What the AI era is doing to this
There is a newer complication. As emotional labor migrates toward machines — chatbots that listen, AI companions that offer unconditional positive regard, generative systems people increasingly confide in — researchers have started asking what this does to our capacity for actual human vulnerability. A conceptual perspective in Frontiers on techno-emotional projection in human-AI relationships argues that the ease of being known by a machine may make the friction of being known by a person feel increasingly intolerable.
If you can tell ChatGPT you are afraid, and it responds warmly and forgets by morning, why would you ever risk telling the person across the desk, who will remember, who might use it, who might simply not know what to do?

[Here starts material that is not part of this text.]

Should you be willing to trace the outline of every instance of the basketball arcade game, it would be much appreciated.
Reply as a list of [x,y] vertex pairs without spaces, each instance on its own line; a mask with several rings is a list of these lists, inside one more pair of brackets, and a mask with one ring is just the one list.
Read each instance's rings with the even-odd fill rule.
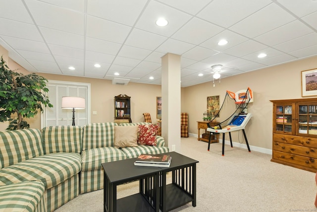
[[[209,132],[209,141],[208,142],[208,151],[210,148],[211,138],[211,135],[217,135],[220,133],[222,134],[222,156],[224,156],[224,143],[225,143],[225,135],[226,133],[229,133],[230,138],[230,142],[231,147],[232,145],[232,140],[231,139],[231,132],[242,130],[243,133],[243,136],[246,141],[248,150],[251,152],[247,136],[246,136],[244,131],[247,124],[252,117],[251,113],[247,113],[248,104],[250,102],[253,102],[253,96],[252,95],[252,91],[250,88],[248,88],[246,90],[241,90],[239,91],[233,93],[231,91],[227,91],[225,100],[226,98],[229,98],[231,99],[234,100],[236,104],[236,111],[229,118],[222,122],[220,122],[217,126],[214,127],[210,127],[210,123],[207,124],[208,128],[207,131]],[[220,113],[222,106],[224,104],[225,100],[223,101],[222,105],[219,110]],[[214,119],[215,118],[213,118]],[[211,120],[211,121],[212,121]]]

The answer is the one that has always been the answer: because being known by a person, specifically, is the thing. It is not interchangeable with being heard by something that can’t hurt you. The whole reason vulnerability means anything is that the other party could have chosen otherwise. A machine cannot stay. A person can.
What we owe the people we work beside
I am not arguing that colleagues should confess their fears to each other. That is not what offices are for, and most of us would do it badly. The structural constraints are real. Professional vulnerability has consequences personal vulnerability does not.

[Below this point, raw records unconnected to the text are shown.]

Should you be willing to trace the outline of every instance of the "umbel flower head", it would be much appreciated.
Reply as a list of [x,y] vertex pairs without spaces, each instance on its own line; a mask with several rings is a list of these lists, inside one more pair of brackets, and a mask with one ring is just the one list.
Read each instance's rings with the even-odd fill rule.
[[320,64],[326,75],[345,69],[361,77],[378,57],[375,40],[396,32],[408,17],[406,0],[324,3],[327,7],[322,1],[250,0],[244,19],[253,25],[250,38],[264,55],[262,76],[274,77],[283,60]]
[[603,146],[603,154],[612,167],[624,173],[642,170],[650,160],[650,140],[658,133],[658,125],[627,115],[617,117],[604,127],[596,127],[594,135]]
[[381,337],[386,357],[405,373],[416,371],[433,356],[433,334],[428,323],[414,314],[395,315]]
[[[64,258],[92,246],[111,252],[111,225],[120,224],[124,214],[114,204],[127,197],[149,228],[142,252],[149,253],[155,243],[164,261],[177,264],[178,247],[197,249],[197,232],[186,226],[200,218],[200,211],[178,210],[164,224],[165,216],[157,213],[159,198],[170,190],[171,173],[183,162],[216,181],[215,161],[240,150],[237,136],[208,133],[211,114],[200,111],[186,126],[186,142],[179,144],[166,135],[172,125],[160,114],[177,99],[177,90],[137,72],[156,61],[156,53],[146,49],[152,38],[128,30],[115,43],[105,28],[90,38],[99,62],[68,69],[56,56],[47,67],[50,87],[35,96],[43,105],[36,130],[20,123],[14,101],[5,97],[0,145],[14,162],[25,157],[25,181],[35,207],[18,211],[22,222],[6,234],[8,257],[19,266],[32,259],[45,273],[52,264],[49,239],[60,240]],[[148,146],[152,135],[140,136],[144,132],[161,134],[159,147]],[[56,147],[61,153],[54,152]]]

But there is, I think, a smaller thing we could do. It is to notice that the person three desks over is also carrying something. To hold the knowledge that what you see of them is partial. To resist the deeply human tendency to mistake familiarity for understanding.
The colleague who always seems fine is not always fine. The one who never misses a deadline is not necessarily unafraid — they may be terrified in a direction that happens to produce punctuality. The one who makes the meeting lighter may be doing the hardest emotional work in the room and no one will ever thank them for it, because no one will ever know.
The people who apologize for everything aren’t weak — they learned that preemptive surrender was safer than finding out what happens when someone stays angry. Those patterns come from old rooms, old rules, long before this office existed. The colleague who over-apologizes in Slack learned that somewhere. You will probably never learn where.

The quiet form of respect
There is a version of care that doesn’t require confession. It is attention. It is the willingness to assume that the person next to you is larger than the slice of them you’ve been handed. It is not probing — Yale’s research is right that probing is its own violation — but it is also not flattening them into the role they play at work.
Thomas, the man three desks over, was a good writer and a reliable colleague and, it turned out, a person who woke up frightened most mornings for four years while I sat beside him and did not know. I don’t think I was supposed to know. I don’t think he wanted me to. But I wish I had at least held open, while we worked, the possibility that he might be carrying something I couldn’t see.
That is, maybe, the whole discipline of being a decent colleague over time. Not knowing. Not prying. Just refusing to believe that the surface is all of it.
The strange intimacy of the workplace is that you can spend a decade beside a person and never cross into the territory where their real fears live. That is not a failure. It is the shape of the relationship. The failure would be forgetting that the territory exists at all.